You may wonder what the now-withdrawn Cabinet nominee and the now-removed Illinois governor have to do with you. Well, a very good editor once told me that Washington can handle just two stories at a time.

She wasn’t referring only to the news media. She meant the whole, hyperventilating media-political complex of reporters, television shouters, members of Congress, gossipy lobbyists, talk-radio blabbers, writers of partisan talking points, and yes, sometimes even presidents. With the political soap operas that have been playing out since the November election in a temporary lull, this means Washington is going to settle on two compelling narratives. One of them is the drama of Wall Street versus Main Street.

The other is the terrible, horrible, no-good, very bad economy that has everyone so scared that in the run-up to the Super Bowl the people who tell Americans what to cook were full of suggestions about how to feed a football crowd for 20 bucks.

The reason you are such a big story is that you’ve stolen our money. Or at least that’s how most of the country sees it. First you broke just about everything you touched: mortgages, 401(k)s, the kids’ college accounts, and even the employers who provide paychecks — the chump change that middle-class America counts on while you live high. Then we had to bail you out.

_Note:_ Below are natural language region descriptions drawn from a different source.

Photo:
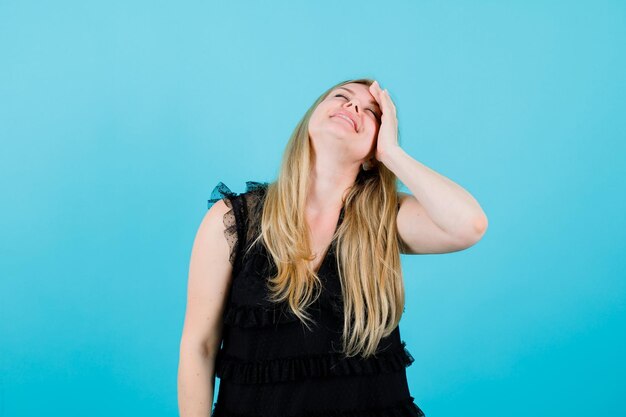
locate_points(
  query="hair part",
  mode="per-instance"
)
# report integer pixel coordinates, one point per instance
(367, 244)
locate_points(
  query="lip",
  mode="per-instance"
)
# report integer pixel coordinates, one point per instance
(349, 116)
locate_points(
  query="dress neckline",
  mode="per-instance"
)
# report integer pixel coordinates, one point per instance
(331, 246)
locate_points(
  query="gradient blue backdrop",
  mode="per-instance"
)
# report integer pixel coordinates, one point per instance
(118, 118)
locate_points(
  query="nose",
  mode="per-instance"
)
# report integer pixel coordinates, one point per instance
(350, 104)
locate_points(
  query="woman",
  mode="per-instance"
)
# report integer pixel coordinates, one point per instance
(306, 291)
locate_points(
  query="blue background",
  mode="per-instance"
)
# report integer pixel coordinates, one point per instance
(118, 118)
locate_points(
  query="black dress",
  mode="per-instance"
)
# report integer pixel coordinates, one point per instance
(270, 364)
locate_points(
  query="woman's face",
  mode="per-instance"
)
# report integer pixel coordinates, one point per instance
(346, 123)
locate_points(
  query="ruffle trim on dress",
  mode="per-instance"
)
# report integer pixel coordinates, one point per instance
(221, 191)
(403, 408)
(256, 316)
(310, 366)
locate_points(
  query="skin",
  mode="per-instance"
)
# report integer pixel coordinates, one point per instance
(338, 152)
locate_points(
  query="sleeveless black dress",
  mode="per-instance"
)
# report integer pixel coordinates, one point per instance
(270, 364)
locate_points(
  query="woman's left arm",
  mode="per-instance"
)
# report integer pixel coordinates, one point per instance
(440, 216)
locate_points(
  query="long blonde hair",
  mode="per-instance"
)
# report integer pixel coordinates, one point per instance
(368, 249)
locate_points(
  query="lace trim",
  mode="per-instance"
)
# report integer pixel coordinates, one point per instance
(247, 316)
(298, 367)
(234, 230)
(403, 408)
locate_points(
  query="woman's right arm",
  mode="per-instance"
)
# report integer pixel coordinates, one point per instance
(208, 285)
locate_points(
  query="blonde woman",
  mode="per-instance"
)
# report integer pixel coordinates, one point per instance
(295, 287)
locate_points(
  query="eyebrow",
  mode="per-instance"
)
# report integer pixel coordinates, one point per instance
(352, 92)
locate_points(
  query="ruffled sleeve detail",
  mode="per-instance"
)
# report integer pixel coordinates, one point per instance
(248, 316)
(310, 366)
(236, 218)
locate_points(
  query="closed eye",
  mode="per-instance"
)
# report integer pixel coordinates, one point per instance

You think those auto executives looked bad when they appeared shocked, shocked to find that Congress didn’t really appreciate their traveling in corporate jets to come and beg for their bailouts?

Well, no one hates Detroit as much as they hate Wall Street. At least the Big Three make something people need to get to work and take their kids to soccer and pick up the groceries. What, exactly, do they do with a derivative?

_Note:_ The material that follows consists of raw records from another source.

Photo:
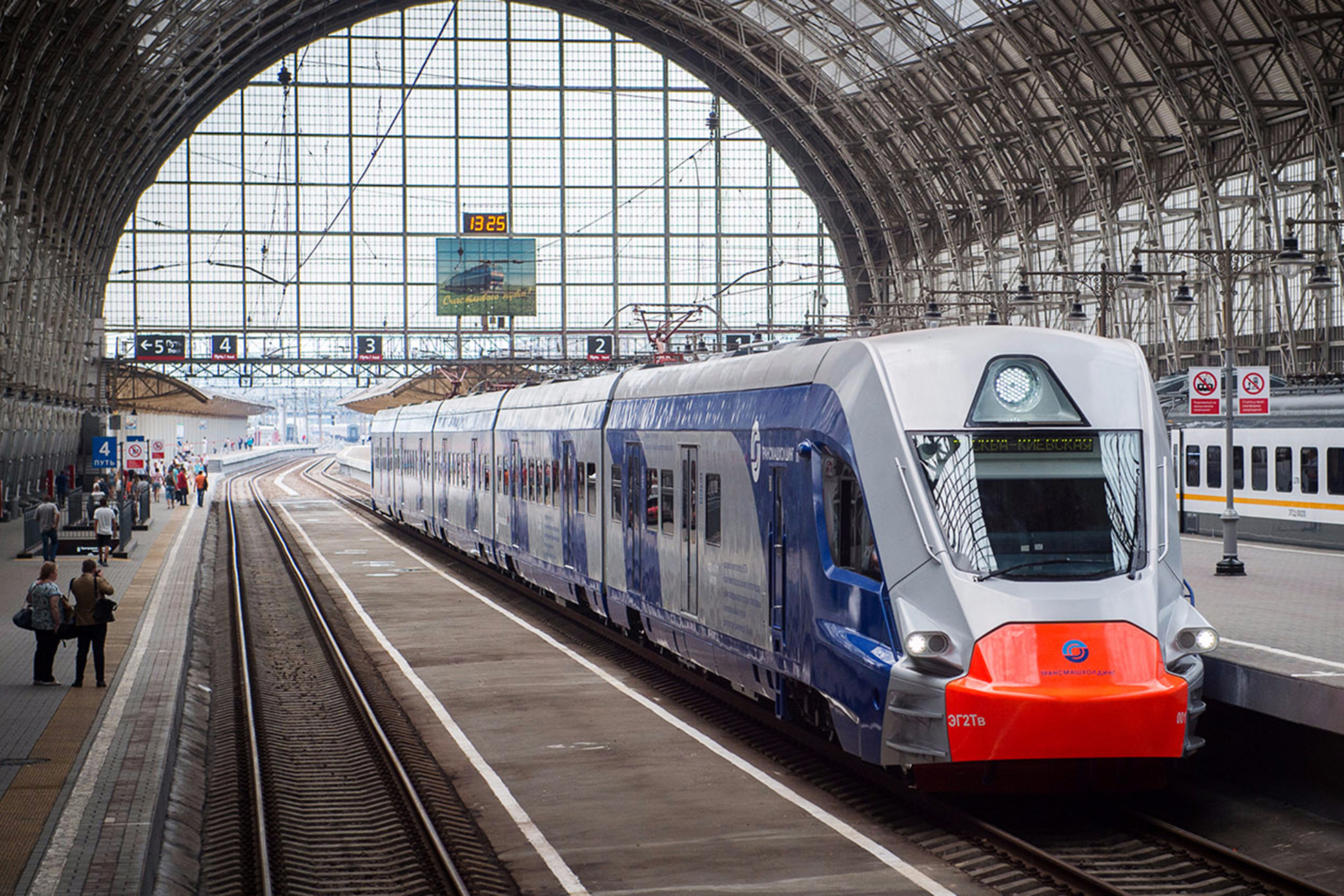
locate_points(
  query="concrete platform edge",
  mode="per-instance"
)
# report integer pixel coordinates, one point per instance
(1283, 696)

I know that Wall Street is to New York what automakers are to Detroit and tourism is to Florida. I know that when your eye-popping paychecks plummet, the deli guy who rides the subway in from Queens to make your takeout gets hurt, and so do the waiters and bartenders and the owners of those black limos that idle at the curb and who have to make loan payments on the cars even when you cut down on your trips — or cut out the car service altogether.

I know that when New York state Comptroller Thomas P. DiNapoli announced last week that 2008 bonuses were down 44 percent — to $18.4 billion — he did so in part to warn residents that the enormous loss in tax revenue was going to hurt the city and state. DiNapoli soberly reminded his constituents that the New York securities industry has shed about 20,000 jobs between October 2007 and last December — about 10 percent of its work force.

DiNapoli justifiably saw lost tax revenue. Washington saw a very big slush fund for some very incompetent people — and a powerful detonator of public resentment.

Now President Barack Obama wants to cap some of your executives’ pay at $500,000 — but strictly require such a limit only if you’re doing as badly as, say, Citigroup and AIG, which would fall into the category of institutions that got “exceptional assistance” from taxpayers (about $450 billion between them). The limit applies only to companies that seek this much largesse in the future. And the “clawback” provisions require the return of excessive compensation only from top executives engaged in “deceptive practices” — not extraordinarily stupid ones.

Your golden goose so far isn’t cooked. It’s only seared.

So things will get worse. Sen. Claire McCaskill of Missouri already has made clear she wants pay caps for all companies that get taxpayer money, not just “exceptional” firms. And there are hearings scheduled for next week where you will have to defend yourselves.

There is really nothing to be done except try not to do anything else that is incredibly dumb. Like get photographed at a glittery charity ball, thinking that this shows commitment to public service. Or try to justify bonuses as just compensation for long days and nights navigating through this crisis. Crisis is when you lose your job, your health insurance and your house.

And unless you’re planning to pilot a plane yourself and stage a miraculous landing in the Potomac, don’t even think about taking a private jet here. Try Amtrak.